In previous posts (one, two), I’ve compared GPS positional accuracy for a Garmin 60Cx handheld GPS unit and a Holux M-1000 Bluetooth unit and seem to have found that:
– The Garmin’s average position seem to be better, but the distribution in measured positions is large
– The Holux’s positions have a much tighter distribution, but the average is further off from the true position than the Garmin
Just for the heck of it, I took a look at results from both receivers with one more program that’s been around a while: SA Watch (shareware, $20; 30-day demo evaluation version available). SA stands for Selective Availability, the pre-2000 government policy of degrading GPS signal accuracy to non-military GPS receivers. The idea was that you could run SA Watch for a prolonged period of time, hours if not days, and the effects of SA would get cancelled out leaving you with a reasonably accurate position. SA is now turned off, but SA can still be used to evaluate the stability of a GPS-measured position, and calculate an average. While VisualGPS gives you an arithmetic and least-squares mean, SA Watch lets you calculate a mean weighted by the Dilution Of Precision, a measure of the amount of error in the position that’s due to GPS satellite geometry.

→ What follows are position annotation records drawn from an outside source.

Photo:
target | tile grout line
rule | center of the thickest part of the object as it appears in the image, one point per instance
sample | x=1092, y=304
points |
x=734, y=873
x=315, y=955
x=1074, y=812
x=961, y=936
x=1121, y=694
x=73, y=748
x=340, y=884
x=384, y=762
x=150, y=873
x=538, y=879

Here’s a plot of 119 positions measured by the Holux M-1000 GPS unit; the position grouping is pretty tight:
And a plot of 412 positions measured over the same time period by the Garmin:
As with previous measurements, the distribution of Garmin positions is far larger than that of the Holux. Based on all this, I’d have to say that a single position from the Holux is likely to be more accurate than a single measurement from a Garmin, even if the Garmin’s average value is better. And for my applications, that’s what really matters; you may have a different requirement. If I get the time, I may do a similar analysis in the future from a different location, and see if the results are comparable.
The NW-SE trend of positions from your Garmin unit is very similar to what I’ve seen, again mostly with Garmin units. Clearly their spatial distribution is not random.
@Peter,
maybe that is an issue with the DOP accepted for position fixes by the garmin software. It could be that Holux’ software ir stricter in this sense.
@Leszek
Again, it should be nice to try with a pro receiver and see what different settings yeld in terms of positional accuracy and precision.